Par déclaration en date du 10 août 2021, la SMABTP a interjeté appel du jugement, intimant devant la cour d'appel de Paris la société Elite Insurance, M. [M] [I], M. [X] [N] [G], la société MAF et la société Idées d'Architectes.

EXPOSE DES PRÉTENTIONS DES PARTIES

Dans ses conclusions notifiées par voie électronique le 8 juillet 2022, la SMABTP demande à la cour de :

In limine litis

- annuler le jugement dont appel pour défaut de respect du contradictoire,

- prononcer la nullité de l'exploit introductif d'instance,

- débouter la société Elite Insurance de toutes ses demandes,

A défaut,

- réformer le jugement dont appel, sauf en ce qu'il a écarté toute résistance abusive de la SMABTP, avec toutes les conséquences de droit et en conséquence,

- débouter la société Elite Insurance, M. [M] [I] et M. [X] [N] [G] de leur appel incident,

A titre principal

- juger que les rapports d'expertise amiable ne sont pas suffisants pour établir la responsabilité de la société Ardeco,

- juger que la société Elite Insurance ne produit pas l'intégralité du contrat ' signé du souscripteur - qui pourrait justifier de sa qualité d'assureur dommages-ouvrage,

- juger que la société Elite Insurance ne produit pas la moindre preuve comptable d'un paiement qui pourrait justifier de sa qualité de subrogée,

- juger que la société Elite Insurance ne justifie pas avoir versé le moindre euro à qui que ce soit,

- juger que la société Elite Insurance ne peut donc prétendre avoir un quelconque intérêt ou qualité pour agir à l'encontre de la SMABTP,

- juger que la société Elite Insurance n'est aucunement subrogée dans les droits du bénéficiaire de la police dommages- ouvrage à l'égard des indemnités consenties,

- juger qu'il incombe au maître de l'ouvrage qui agit sur le fondement de l'article 1792 du code civil de rapporter la preuve que les conditions d'application de ce texte sont réunies,

- juger que la société Elite Insurance ne peut pas avoir plus de droits que le créancier originaire,

- débouter, en conséquence, et en toute hypothèse, la société Elite Insurance de l'intégralité de ses demandes, fins et prétentions, notamment de son appel incident,

Subsidiairement

- condamner le cabinet Idées d'Architectes et son assureur la société MAF conjointement et solidairement ou à défaut in solidum, à relever intégralement la SMABTP de toutes condamnations qui pourraient intervenir à son encontre, en principal, intérêts, frais et accessoires, au profit d'Elite Insurance,

En toute hypothèse

- condamner la société Elite Insurance à verser à la SMABTP une somme de 6 000 euros au titre des frais irrépétibles sur le fondement de l'article 700 du code de procédure civile,

- condamner la société Elite Insurance aux entiers dépens de première instance et d'appel dont distraction de ces derniers au profit de Maître Sarra Jougla, avocat aux offres de droit, en application de l'article 699 du code de procédure civile.

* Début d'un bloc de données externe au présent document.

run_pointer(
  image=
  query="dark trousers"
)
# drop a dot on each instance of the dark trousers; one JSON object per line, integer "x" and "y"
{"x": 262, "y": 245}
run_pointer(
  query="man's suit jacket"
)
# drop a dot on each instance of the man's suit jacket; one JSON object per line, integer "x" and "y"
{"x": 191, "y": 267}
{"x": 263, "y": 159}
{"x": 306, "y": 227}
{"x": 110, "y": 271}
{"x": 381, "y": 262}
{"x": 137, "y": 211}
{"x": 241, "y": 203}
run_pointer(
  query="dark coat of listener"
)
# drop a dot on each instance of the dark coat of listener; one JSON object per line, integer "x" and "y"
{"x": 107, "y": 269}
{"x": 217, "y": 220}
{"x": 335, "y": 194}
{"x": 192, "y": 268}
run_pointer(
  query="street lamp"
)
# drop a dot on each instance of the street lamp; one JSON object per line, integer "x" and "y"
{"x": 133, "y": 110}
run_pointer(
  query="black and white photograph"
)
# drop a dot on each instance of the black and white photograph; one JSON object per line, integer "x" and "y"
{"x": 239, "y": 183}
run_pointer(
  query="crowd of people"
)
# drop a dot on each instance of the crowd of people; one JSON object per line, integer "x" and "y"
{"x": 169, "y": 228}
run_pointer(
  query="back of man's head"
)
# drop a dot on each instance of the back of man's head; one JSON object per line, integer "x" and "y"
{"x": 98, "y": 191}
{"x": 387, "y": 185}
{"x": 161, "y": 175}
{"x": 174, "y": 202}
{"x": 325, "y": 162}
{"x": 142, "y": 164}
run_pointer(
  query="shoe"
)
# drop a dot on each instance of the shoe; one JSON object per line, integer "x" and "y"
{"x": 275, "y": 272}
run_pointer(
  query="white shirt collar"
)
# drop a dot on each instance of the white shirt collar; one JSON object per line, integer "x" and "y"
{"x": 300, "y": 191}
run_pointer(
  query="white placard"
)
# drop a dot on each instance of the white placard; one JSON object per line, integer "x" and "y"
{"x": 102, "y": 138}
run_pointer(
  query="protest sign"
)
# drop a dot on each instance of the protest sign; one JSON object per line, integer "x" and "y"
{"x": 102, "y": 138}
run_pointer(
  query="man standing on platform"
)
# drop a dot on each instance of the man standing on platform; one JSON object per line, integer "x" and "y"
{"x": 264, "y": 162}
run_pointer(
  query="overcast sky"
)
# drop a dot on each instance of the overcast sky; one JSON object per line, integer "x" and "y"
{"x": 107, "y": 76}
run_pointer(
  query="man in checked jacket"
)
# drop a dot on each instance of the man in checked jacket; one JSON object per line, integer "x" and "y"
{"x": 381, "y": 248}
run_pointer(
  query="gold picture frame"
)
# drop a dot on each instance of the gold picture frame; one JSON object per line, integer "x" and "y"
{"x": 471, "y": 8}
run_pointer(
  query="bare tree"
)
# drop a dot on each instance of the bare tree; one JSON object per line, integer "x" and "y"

Dans leurs conclusions notifiées par voie électronique le 9 novembre 2022, la société Elite Insurance, représentée par ses administrateurs, M. [M] [I] et M. [X] [N] [G], demande à la cour de :

- infirmer le jugement rendu par le tribunal judiciaire de Paris le 29 juin 2021 en ce qu'il :

- condamne la SMABTP à verser à la compagnie Elite Insurance la somme de 63 113 euros TTC avec intérêts au taux légal à compter de la présente décision,

- rejette la demande de condamnation formulée par la compagnie Elite Insurance à l'encontre de la SMABTP au titre de la résistance abusive,

- le confirmer en toutes ses autres dispositions ;

- rejeter par conséquent l'appel principal de la SMABTP comme étant mal fondé ;

Et, statuant à nouveau et procédant à cette occasion à la rectification d'erreur matérielle qui s'impose :

- condamner la SMABTP à verser à la société Elite Insurance la somme de 65 726,02 euros TTC avec intérêts au taux légal à compter du 6 juillet 2017 ;

- condamner la SMABTP à verser à la société Elite Insurance la somme de 5 000 euros à titre de dommages et intérêts pour résistance abusive ;

- rejeter toutes autres prétentions dirigées à l'encontre de la société Elite Insurance sous administration et/ou de ses administrateurs ;

- condamner encore la SMABTP ou toute succombante à payer à la société Elite Insurance la somme de 2 800 euros au titre de ses frais irrépétibles d'appel en application de l'article 700 du code de procédure civile ;

- condamner la SMABTP ou toute succombante aux entiers dépens de l'instance d'appel en application des dispositions de l'article 696 du code de procédure civile.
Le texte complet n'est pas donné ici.